Managing petabyte-scale geospatial data, such as satellite imagery time-series, gridded weather forecasts, and climate model outputs, requires tools that can handle evolving data and complex operational pipelines efficiently. Icechunk 2.0 directly addresses these needs with several key innovations:
- Efficient Array Manipulation: A new indexing capability allows for cheap appends, prepends, and inserts into an array without rewriting existing data chunks. This is transformative for managing growing time-series datasets.
- Flexible Data Organization: Users can now rename or move arrays and groups within the Zarr hierarchy without costly data duplication, simplifying the curation and organization of large data repositories.
- Enhanced Data Governance: The introduction of an amendable commit option simplifies the version history, while a comprehensive operation log and support for repository-level metadata provide crucial data provenance.
- Improved Performance and Stability: The new format enables significantly faster and safer garbage collection and more efficient queries of a repository’s history.
We will demonstrate how Icechunk 2.0 integrates seamlessly into the Scientific Python ecosystem (Xarray, Dask) via its Zarr store interface and how we have built Icechunk support into the managed Earthmover platform. Through real-world examples, we will showcase how these new features can be used to build robust, high-performance data pipelines for cloud-based geospatial analytics and machine learning.

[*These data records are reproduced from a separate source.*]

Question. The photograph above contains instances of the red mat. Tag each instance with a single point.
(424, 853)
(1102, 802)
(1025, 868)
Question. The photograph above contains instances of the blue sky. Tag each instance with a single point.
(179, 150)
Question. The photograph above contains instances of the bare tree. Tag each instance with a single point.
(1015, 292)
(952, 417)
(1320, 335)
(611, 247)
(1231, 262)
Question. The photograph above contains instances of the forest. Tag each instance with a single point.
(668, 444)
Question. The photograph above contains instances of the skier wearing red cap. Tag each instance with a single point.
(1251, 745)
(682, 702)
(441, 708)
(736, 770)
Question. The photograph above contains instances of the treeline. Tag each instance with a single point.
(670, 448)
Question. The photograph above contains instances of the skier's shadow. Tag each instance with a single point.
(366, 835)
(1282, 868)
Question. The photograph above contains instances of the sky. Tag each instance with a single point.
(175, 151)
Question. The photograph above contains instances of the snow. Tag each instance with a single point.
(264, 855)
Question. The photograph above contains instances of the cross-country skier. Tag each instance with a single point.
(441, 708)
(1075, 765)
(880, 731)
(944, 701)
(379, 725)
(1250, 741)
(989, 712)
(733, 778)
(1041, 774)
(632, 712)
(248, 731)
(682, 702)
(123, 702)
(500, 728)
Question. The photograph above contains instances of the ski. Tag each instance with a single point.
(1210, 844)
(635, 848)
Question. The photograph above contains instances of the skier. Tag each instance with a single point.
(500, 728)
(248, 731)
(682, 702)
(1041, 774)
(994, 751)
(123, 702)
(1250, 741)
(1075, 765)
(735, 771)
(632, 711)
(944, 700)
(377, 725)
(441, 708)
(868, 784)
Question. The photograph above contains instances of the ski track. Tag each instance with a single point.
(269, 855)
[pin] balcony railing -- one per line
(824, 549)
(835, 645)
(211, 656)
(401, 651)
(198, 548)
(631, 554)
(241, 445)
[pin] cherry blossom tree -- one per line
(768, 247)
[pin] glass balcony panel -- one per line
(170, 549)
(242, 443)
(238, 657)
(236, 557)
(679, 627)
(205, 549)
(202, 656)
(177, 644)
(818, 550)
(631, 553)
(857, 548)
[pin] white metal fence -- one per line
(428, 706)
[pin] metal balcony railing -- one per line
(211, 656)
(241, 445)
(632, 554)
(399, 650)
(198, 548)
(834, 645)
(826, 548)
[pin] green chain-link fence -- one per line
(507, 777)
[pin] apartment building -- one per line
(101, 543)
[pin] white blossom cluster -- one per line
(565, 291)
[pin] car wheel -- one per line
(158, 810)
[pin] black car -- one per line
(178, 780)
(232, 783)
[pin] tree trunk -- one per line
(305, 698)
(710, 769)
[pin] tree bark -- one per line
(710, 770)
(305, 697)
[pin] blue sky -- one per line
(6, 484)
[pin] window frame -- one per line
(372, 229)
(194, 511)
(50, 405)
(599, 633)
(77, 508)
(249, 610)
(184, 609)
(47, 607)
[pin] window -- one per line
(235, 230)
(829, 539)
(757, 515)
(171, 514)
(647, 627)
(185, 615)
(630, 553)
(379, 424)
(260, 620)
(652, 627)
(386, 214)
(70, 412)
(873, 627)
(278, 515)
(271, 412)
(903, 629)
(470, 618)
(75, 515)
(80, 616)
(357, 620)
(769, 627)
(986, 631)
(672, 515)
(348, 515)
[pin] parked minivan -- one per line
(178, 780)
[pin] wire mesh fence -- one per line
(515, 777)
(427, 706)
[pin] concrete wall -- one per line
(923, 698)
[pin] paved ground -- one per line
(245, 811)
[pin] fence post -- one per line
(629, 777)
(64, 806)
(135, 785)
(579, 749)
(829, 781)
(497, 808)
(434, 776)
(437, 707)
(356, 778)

Joe is a climate scientist and civil engineer hailing from the Arizona desert. After a stint as a mountain guide on Denali, Joe launched a scientific career in hydroclimate modeling with a PhD from the University of Washington. After working as a scientist at NCAR, he co-founded CarbonPlan, an open-science climate research and policy think tank. He left CarbonPlan to start Earthmover to focus on the software and data infrastructure challenges at the core of climate science.